Philippe mi abbraccia. Li lascio fare, le mie braccia restano rilassate lungo i fianchi.

<<Hai visto Sebastian?>>

Scuoto la testa.

<< Sei strano, è sì insomma... dai, in fondo è solo una cerimonia. Stai con Anne da una vita. Hai intenzione anche di parlare?>>

Quindi Sebastian se n'è andato con lei? Sa tutto? Sono impreparato al dolore che mi colpisce immaginando che lui avrà una vita insieme a lei, vicino a lei. Quanto è diversa da tutto questo la mia Lentiggini, non avrei mai dovuto trascinarla nel mio inferno, lasciare che la contaminasse.

<<Sto bene.>>

Rispondo in maniera automatica e i miei colleghi lo prendono per buono. Ci sta che uno sposo possa essere nervoso.

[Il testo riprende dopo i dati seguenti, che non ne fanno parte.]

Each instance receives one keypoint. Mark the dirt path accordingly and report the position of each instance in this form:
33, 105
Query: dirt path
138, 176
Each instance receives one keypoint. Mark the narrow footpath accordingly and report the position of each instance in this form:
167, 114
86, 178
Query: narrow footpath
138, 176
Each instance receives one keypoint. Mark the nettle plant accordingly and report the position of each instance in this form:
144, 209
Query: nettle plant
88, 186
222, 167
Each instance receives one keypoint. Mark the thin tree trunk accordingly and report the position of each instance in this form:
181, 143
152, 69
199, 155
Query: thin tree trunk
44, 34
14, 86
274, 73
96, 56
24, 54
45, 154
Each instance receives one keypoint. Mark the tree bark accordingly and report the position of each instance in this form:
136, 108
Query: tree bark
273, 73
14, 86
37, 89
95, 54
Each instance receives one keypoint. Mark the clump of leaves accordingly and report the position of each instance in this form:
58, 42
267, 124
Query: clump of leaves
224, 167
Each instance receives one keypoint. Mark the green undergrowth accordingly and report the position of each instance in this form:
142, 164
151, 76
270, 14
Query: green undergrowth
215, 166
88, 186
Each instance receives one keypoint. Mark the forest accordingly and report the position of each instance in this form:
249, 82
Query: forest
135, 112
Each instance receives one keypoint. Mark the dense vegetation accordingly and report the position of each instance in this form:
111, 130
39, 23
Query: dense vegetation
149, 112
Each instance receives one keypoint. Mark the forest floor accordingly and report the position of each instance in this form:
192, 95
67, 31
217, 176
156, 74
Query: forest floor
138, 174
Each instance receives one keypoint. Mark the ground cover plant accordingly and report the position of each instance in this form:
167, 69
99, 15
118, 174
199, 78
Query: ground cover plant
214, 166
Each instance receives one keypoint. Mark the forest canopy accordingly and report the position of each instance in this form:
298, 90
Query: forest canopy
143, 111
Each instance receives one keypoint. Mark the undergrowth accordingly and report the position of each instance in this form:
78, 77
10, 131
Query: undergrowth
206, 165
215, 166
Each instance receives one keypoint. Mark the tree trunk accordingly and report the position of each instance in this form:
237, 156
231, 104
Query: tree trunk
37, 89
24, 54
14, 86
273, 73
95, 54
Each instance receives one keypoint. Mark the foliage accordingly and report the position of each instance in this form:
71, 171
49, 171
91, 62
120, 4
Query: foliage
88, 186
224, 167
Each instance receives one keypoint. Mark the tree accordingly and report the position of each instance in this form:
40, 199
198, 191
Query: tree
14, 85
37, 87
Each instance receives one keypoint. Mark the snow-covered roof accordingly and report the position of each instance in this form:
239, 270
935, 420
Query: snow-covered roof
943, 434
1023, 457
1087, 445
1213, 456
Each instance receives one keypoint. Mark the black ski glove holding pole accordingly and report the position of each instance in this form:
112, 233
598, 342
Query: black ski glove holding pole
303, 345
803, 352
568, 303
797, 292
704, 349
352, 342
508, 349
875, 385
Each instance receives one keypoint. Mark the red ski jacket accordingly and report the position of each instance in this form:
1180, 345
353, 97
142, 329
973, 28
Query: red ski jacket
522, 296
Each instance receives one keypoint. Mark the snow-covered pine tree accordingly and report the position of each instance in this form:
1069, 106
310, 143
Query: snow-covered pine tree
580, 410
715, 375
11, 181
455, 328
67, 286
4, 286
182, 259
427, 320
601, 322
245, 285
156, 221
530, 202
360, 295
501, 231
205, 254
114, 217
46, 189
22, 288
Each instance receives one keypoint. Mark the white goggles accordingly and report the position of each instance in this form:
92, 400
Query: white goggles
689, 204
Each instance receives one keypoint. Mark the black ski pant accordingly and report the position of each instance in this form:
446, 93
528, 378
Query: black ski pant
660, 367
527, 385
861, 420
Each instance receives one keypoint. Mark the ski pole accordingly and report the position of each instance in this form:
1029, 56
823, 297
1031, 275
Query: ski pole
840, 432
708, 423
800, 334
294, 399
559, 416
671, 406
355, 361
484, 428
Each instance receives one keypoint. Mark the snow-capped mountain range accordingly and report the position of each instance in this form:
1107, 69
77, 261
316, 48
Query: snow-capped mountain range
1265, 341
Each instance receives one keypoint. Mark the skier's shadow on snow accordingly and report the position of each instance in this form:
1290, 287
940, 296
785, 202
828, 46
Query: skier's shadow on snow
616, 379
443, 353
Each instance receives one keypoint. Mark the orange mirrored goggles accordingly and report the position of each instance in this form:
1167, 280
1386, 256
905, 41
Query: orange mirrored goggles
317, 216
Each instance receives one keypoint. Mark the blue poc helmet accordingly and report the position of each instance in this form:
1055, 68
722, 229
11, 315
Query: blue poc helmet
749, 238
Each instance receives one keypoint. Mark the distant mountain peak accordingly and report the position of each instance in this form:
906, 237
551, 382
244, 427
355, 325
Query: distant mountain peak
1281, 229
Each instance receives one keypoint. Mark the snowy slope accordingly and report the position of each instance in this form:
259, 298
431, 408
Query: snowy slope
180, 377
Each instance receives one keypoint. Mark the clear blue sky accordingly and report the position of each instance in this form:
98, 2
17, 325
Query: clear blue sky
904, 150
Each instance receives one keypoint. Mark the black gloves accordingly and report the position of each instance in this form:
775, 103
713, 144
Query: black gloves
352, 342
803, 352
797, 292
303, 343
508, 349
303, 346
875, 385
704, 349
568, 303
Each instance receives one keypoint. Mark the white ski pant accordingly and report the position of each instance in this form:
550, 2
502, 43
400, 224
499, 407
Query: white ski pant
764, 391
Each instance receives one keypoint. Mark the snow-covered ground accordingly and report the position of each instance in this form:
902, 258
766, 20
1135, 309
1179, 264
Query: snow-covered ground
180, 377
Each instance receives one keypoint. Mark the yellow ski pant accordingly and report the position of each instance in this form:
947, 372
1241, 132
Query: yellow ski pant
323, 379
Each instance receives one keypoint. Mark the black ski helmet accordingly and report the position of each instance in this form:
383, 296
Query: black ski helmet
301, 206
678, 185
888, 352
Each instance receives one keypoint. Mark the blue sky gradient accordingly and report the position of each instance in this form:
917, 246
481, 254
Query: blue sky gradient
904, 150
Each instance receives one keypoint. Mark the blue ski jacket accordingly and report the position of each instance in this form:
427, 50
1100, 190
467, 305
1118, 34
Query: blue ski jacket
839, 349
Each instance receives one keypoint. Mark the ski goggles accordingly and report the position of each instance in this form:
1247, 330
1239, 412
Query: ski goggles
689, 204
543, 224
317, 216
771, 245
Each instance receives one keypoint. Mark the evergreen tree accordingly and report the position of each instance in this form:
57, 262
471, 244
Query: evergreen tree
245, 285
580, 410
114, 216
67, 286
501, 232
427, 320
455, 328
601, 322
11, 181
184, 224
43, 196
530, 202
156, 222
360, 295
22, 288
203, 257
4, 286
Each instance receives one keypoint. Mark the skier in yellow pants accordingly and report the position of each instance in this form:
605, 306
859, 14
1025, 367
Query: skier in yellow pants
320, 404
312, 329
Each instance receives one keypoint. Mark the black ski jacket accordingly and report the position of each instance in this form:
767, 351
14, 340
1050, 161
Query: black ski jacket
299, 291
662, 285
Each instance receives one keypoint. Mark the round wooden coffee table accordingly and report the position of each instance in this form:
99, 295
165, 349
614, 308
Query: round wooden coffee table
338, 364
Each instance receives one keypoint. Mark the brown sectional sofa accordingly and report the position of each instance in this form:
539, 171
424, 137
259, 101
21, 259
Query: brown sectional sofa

Lascio che le mani della weddings planner mi tocchino la giacca, la sistemino. Mi sono trasformato in un pezzo di pietra. Mi aggiusta il colletto e sistema i gemelli, sposta una ciocca di capelli dalla mia fronte, infine mi dice di aspettare che arrivi Glenn, il mio testimone, ovviamente. E Glenn arriva mentre io sono seduto compostamente nella sagrestia aspettando che il circo inizi con l'ingresso della sposa. Le sue damigelle, in viola anche loro, sono ordinatamente schierate là dove dovrebbero essere. Tutto è andato come ci si aspettava che andasse. Ed eccolo Glenn, elegante e riposato. Cosa pensavo? Che la sua coscienza lo avrebbe tormentato? Quale coscienza? Si avvicina a me e fa per toccarmi, reagisco facendo un passo indietro, di scatto.